Nasal Spray Could Protect Against Colds Method Of Blocking Virus Seems To Work In Chimpanzees

Associated Press

Sorry, the common cold still has no cure. But the next best thing is in the works: a simple nasal spray to protect people from catching the sniffles.

If this treatment works out - and it’s still far from proven and years away from drugstore shelves - it will be a rare victory against an exceptionally wily enemy.

No medicine can make the ubiquitous head cold go away, not even chicken soup. And nothing can keep the runny nose, the aching sinuses, the sore throat and all the rest from striking in the first place.

But that may be changing. In recent years, scientists have learned a lot about how the cold virus raises havoc. And this new understanding is beginning to pay off with strategies that may at last fend it off.

The latest approach is intended to protect vulnerable nasal passages from invasion by the rhinovirus. It seems to work - at least in chimpanzees.

Whether humans will fare so well remains to be seen. The precise dosage is a future matter, too, but scientists believe they can develop a spray that will be squirted in the nose just once or twice a day to keep colds away through the worst season.

If the blocking agent pans out, it will be the first medicine that stops infection using the variety of the virus that causes about half of all colds.

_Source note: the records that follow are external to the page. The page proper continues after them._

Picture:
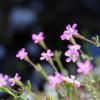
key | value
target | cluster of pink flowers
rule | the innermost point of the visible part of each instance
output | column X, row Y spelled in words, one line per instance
column 21, row 54
column 58, row 79
column 5, row 80
column 72, row 53
column 69, row 32
column 84, row 67
column 38, row 37
column 46, row 55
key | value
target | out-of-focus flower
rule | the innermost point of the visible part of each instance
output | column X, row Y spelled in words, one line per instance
column 55, row 80
column 15, row 79
column 37, row 37
column 74, row 47
column 72, row 55
column 69, row 32
column 72, row 80
column 3, row 80
column 66, row 36
column 46, row 55
column 21, row 54
column 84, row 67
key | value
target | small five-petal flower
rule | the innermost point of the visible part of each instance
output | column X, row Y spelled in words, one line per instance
column 84, row 67
column 69, row 32
column 15, row 79
column 37, row 37
column 21, row 54
column 46, row 55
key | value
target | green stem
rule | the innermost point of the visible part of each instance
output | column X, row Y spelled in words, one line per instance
column 51, row 62
column 60, row 65
column 83, row 38
column 38, row 68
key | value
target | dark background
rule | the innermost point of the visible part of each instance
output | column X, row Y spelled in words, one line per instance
column 20, row 18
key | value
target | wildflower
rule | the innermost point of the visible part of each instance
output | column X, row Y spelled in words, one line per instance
column 55, row 80
column 38, row 37
column 15, row 79
column 84, row 67
column 72, row 55
column 3, row 80
column 74, row 47
column 46, row 55
column 21, row 54
column 69, row 32
column 72, row 81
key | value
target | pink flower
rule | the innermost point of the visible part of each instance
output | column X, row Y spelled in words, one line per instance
column 74, row 47
column 46, row 55
column 69, row 32
column 21, row 54
column 3, row 80
column 55, row 80
column 84, row 67
column 72, row 55
column 66, row 36
column 15, row 79
column 38, row 37
column 72, row 81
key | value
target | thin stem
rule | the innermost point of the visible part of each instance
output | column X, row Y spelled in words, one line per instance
column 60, row 64
column 43, row 45
column 71, row 96
column 83, row 38
column 51, row 62
column 38, row 68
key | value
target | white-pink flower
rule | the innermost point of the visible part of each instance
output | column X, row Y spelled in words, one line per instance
column 21, row 54
column 15, row 79
column 3, row 80
column 46, row 55
column 55, row 80
column 69, row 32
column 73, row 55
column 72, row 80
column 84, row 67
column 38, row 37
column 74, row 47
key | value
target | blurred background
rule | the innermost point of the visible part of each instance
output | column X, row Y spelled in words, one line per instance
column 19, row 19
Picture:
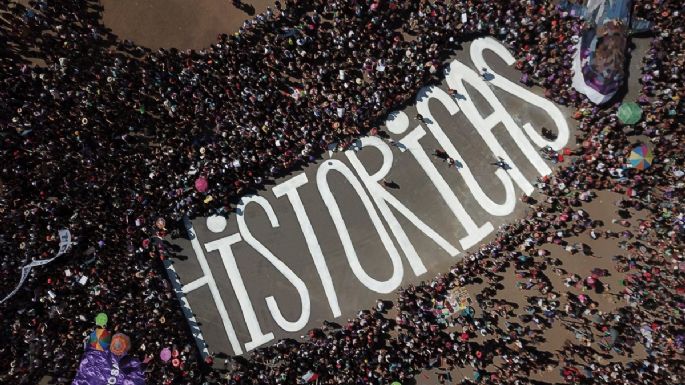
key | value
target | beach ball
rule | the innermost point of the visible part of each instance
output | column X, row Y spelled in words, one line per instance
column 100, row 339
column 120, row 344
column 101, row 319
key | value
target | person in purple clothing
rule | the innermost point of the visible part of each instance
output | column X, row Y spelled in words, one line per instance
column 110, row 366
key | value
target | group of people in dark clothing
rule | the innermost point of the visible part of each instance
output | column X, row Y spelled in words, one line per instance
column 102, row 137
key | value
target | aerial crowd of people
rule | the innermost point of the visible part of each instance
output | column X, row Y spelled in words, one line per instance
column 104, row 138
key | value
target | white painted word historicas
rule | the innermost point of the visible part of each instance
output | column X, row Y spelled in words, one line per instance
column 378, row 202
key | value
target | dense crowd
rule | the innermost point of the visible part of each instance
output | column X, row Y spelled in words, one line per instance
column 103, row 138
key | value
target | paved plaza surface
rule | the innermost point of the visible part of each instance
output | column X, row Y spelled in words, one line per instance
column 409, row 184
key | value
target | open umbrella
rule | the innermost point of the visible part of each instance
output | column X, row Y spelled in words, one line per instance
column 641, row 157
column 201, row 184
column 629, row 113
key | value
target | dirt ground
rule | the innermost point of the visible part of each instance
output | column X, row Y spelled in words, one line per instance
column 552, row 339
column 181, row 24
column 185, row 24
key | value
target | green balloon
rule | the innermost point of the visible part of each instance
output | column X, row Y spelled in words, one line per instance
column 101, row 319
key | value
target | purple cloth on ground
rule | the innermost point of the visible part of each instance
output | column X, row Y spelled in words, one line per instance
column 105, row 368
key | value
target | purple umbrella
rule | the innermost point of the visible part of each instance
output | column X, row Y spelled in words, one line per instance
column 201, row 184
column 105, row 368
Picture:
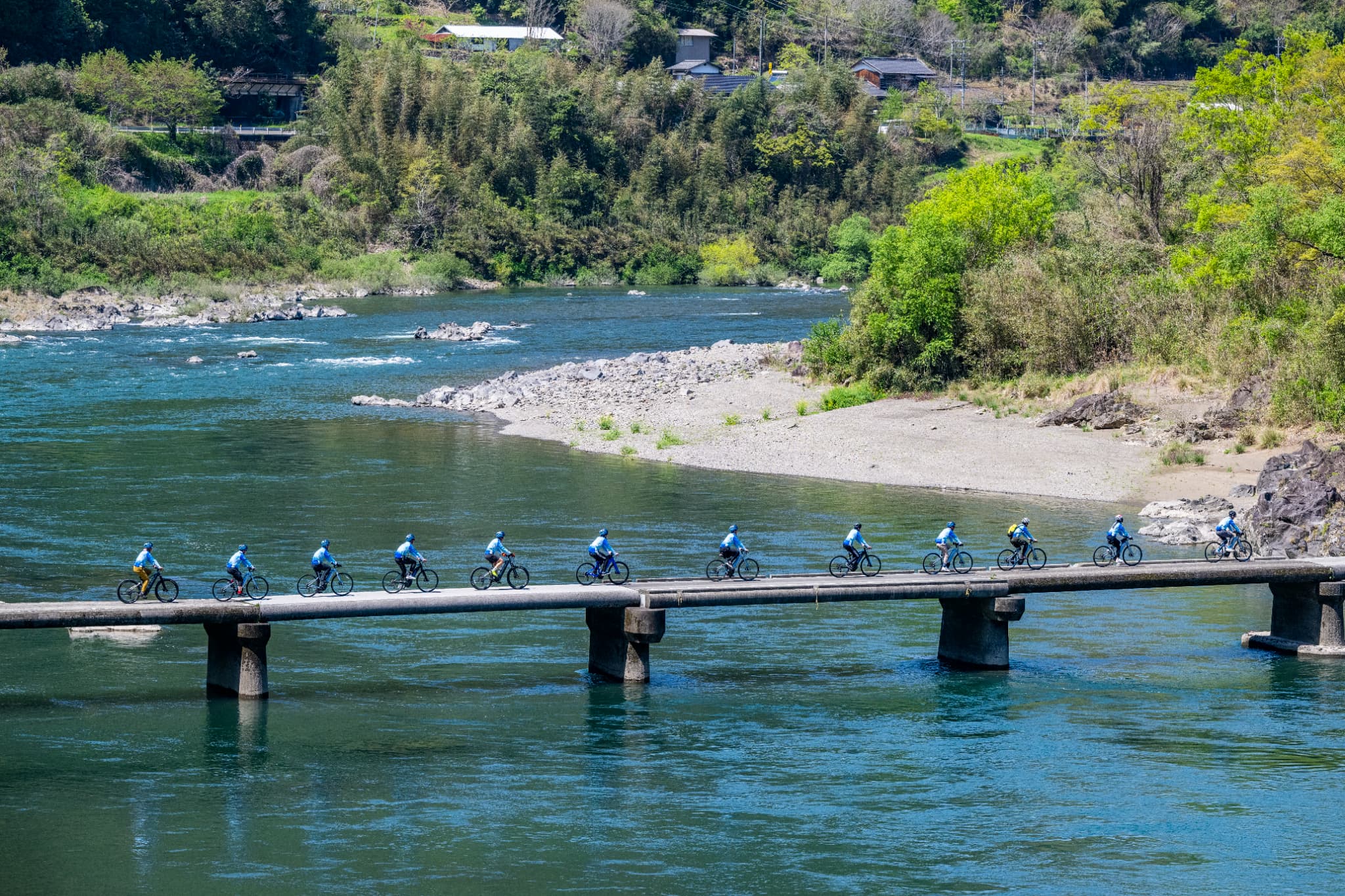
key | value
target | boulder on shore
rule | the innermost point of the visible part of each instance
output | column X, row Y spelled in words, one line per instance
column 1298, row 509
column 1103, row 412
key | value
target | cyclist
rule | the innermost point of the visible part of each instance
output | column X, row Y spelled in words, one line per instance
column 1021, row 539
column 240, row 559
column 1116, row 535
column 853, row 543
column 323, row 563
column 602, row 551
column 142, row 566
column 946, row 540
column 732, row 547
column 495, row 554
column 408, row 557
column 1225, row 530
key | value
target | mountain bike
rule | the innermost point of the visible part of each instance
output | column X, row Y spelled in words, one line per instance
column 744, row 567
column 422, row 576
column 1011, row 558
column 1237, row 548
column 128, row 590
column 341, row 584
column 254, row 586
column 613, row 570
column 1129, row 554
column 866, row 563
column 958, row 559
column 512, row 572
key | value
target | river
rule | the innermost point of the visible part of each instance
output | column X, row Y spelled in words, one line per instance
column 1133, row 746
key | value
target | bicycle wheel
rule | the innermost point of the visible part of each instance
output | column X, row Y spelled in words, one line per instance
column 427, row 580
column 165, row 590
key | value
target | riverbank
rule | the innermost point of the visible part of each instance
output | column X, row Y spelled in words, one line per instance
column 738, row 408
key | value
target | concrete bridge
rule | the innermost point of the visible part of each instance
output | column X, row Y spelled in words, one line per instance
column 1306, row 610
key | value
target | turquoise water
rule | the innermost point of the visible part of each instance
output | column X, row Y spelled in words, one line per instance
column 1132, row 747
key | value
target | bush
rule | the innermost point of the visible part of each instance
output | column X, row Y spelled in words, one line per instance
column 1181, row 453
column 728, row 263
column 441, row 270
column 849, row 396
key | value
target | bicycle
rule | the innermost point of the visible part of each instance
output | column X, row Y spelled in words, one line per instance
column 958, row 559
column 1109, row 554
column 1239, row 550
column 866, row 563
column 128, row 590
column 1033, row 558
column 341, row 584
column 745, row 568
column 613, row 570
column 422, row 576
column 512, row 572
column 254, row 586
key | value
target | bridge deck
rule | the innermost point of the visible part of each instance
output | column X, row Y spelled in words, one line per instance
column 677, row 593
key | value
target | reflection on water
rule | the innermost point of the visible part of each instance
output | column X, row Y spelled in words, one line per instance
column 1132, row 747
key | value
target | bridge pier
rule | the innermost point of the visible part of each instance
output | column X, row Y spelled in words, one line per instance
column 236, row 658
column 975, row 630
column 621, row 639
column 1305, row 620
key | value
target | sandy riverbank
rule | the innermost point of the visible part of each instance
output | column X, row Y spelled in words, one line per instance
column 693, row 395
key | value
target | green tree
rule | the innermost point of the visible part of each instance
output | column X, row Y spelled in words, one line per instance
column 175, row 92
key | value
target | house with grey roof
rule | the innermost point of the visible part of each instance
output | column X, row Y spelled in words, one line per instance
column 891, row 73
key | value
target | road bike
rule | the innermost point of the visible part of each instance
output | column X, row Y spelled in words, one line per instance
column 423, row 578
column 611, row 568
column 866, row 563
column 1237, row 548
column 128, row 590
column 254, row 586
column 341, row 584
column 1011, row 558
column 1107, row 554
column 744, row 567
column 958, row 559
column 510, row 572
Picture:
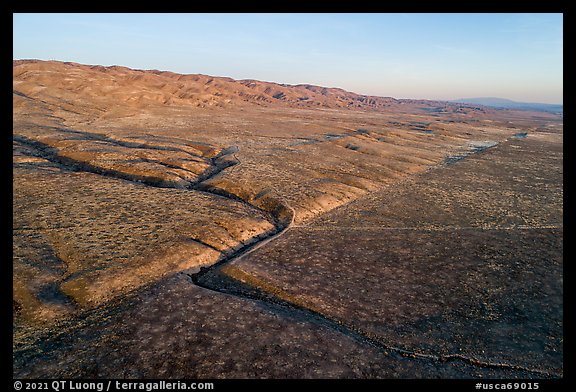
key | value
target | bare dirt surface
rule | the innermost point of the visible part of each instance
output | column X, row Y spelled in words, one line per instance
column 187, row 226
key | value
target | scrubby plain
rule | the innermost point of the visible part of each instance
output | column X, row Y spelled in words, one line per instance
column 190, row 226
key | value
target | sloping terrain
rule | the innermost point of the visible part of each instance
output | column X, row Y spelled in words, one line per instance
column 127, row 182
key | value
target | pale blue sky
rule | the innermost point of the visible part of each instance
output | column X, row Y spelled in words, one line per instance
column 431, row 56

“The idea is to take advantage of how the rhinovirus enters the body,” said Dr. Edward D. Huguenel of Bayer Corp., who heads the team developing the drug. He outlined the work Tuesday at an infectious disease meeting sponsored by the American Society for Microbiology.

About 100 varieties of rhinovirus exist. Catching one of these makes people immune to that particular bug. But they are still susceptible to all other strains. That’s why the average adult catches two or three colds a year.

The virus attacks through the nose. It latches onto a spot in the nasal lining that scientists call intracellular adhesion molecule-1, or ICAM-1.

The new treatment is a modified version of ICAM-1 in soluble spray form. When put into the nose, this protein swamps the virus with potential targets so it latches harmlessly onto the decoy rather than the lining of the nose.

“Molecular bait,” the researchers call it.

So far, it has been tested only on chimps, which are the only animals other than humans that are infected by the rhinovirus.